GNU C++20(64) is faster than C++14/17(32) when using variable type long long, and we connot use variable type __int128.
Some problem is hard to be solved without GNU C++20(64). :(

»
9 months ago, # |
  Vote: I like it +25 Vote: I do not like it

Maybe not just ban them. While fixing this bug, you can still make C++17(64) and C++20(64) online and useable.

»
9 months ago, # |
  Vote: I like it 0 Vote: I do not like it

Just noticed c++20 is back, does it means the bug is fixed?

  • »
    »
    9 months ago, # ^ |
      Vote: I like it +8 Vote: I do not like it

    No.
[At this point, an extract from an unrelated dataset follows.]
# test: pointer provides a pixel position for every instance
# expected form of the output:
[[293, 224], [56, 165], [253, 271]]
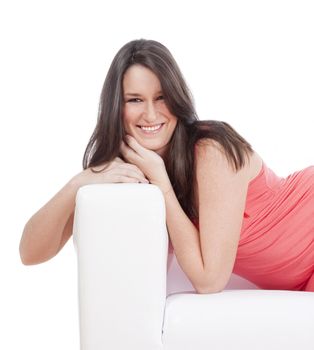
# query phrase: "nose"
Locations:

See ToxicPie9's test code:

    #include <iostream>
    #include <windows.h>
    
    using namespace std;
    
    void *alloc(size_t s) {
        printf("");
        auto p = (void *)HeapAlloc(GetProcessHeap(), 0, s ? s : 1);
        asm volatile("" ::"r"(p));
        return p;
    }
    
    void dealloc(void *p) {
        HeapFree(GetProcessHeap(), 0, p);
    }
    
    int main() {
        int evil = 12495;
        int count = 1e6;
        for (int i = 0; i < evil; i++) {
            alloc(0x28);
            dealloc(alloc(0x1c));
        }
        for (int i = evil; i < count; i++) {
            dealloc(alloc(0x1c));
        }
        cout << "hi\n";
    }
    

    It takes about 9 seconds on the CF custom test, while testing this code locally using UCRT mingw64 gcc13.2, it takes no time, showing that this version is still the buggy MSVCRT one.

    • »
      »
      »
      9 months ago, # ^ |
        Vote: I like it 0 Vote: I do not like it

      Just tested it after Mike migrate the server to newer version, and it runs about 100ms. Seems this bug is gone :)

      • »
        »
        »
        »
        7 months ago, # ^ |
          Vote: I like it 0 Vote: I do not like it

        No, it's not fixed at least for C++.
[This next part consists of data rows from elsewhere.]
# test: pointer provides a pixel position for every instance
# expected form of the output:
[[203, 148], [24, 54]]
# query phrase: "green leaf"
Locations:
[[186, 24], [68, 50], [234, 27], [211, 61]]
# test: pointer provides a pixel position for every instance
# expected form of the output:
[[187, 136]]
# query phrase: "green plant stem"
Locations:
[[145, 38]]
        My further tests show that the bug is just hidden somewhere else. Need some other methods for this bug. See my test and conclusions.

    • »
      »
      »
      8 months ago, # ^ |
        Vote: I like it 0 Vote: I do not like it

      So why not fix this by just migrating to UCRT? :(

      • »
        »
        »
        »
        8 months ago, # ^ |
        Rev. 3   Vote: I like it 0 Vote: I do not like it

        UPD: It's not fixed at least for C++.
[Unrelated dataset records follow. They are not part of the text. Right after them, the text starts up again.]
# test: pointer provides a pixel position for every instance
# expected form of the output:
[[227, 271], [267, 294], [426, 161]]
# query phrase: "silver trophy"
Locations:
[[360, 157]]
        Further investigation shows that the bug is just hidden somewhere else. Need some other methods for this bug. See my test and conclusions.

        Original post↓


        It is fixed by updating the system to Windows Server 2022, those legacy 32-bit compilers seemed to benefit from this (you can try copying 253400416 to custom test, and TLE would not happen). As MikeMirzayanov said, they are working on resolving the situation more systematically.

        MikeMirzayanov did not reveal how they fixed the problem, but I suppose they also migrated the 64-bit compilers to the UCRT version of the mingw64 toolchain.

»
9 months ago, # |
  Vote: I like it +2 Vote: I do not like it

MikeMirzayanov I reported (cf blog) This simple program does not compile on my local setup bug to GCC ~8 months ago. It's not fixed it. Open bug link on bugzilla

Today's GCC version upgrade has introduced this bug to codeforces. Sample compilation error submission — 252744779

  • »
    »
    8 months ago, # ^ |
      Vote: I like it 0 Vote: I do not like it

    The easiest way to avoid it is to remove those pragmas, especially "target" directives. It's a bug affecting every GCC13 on any platform, and Clang if it's using GCC13's libstdc++.

    C++ is the tier-0 fast language for competitive programming in Codeforces, I think it's not particularly useful to do so when this language already has a big advantage over others.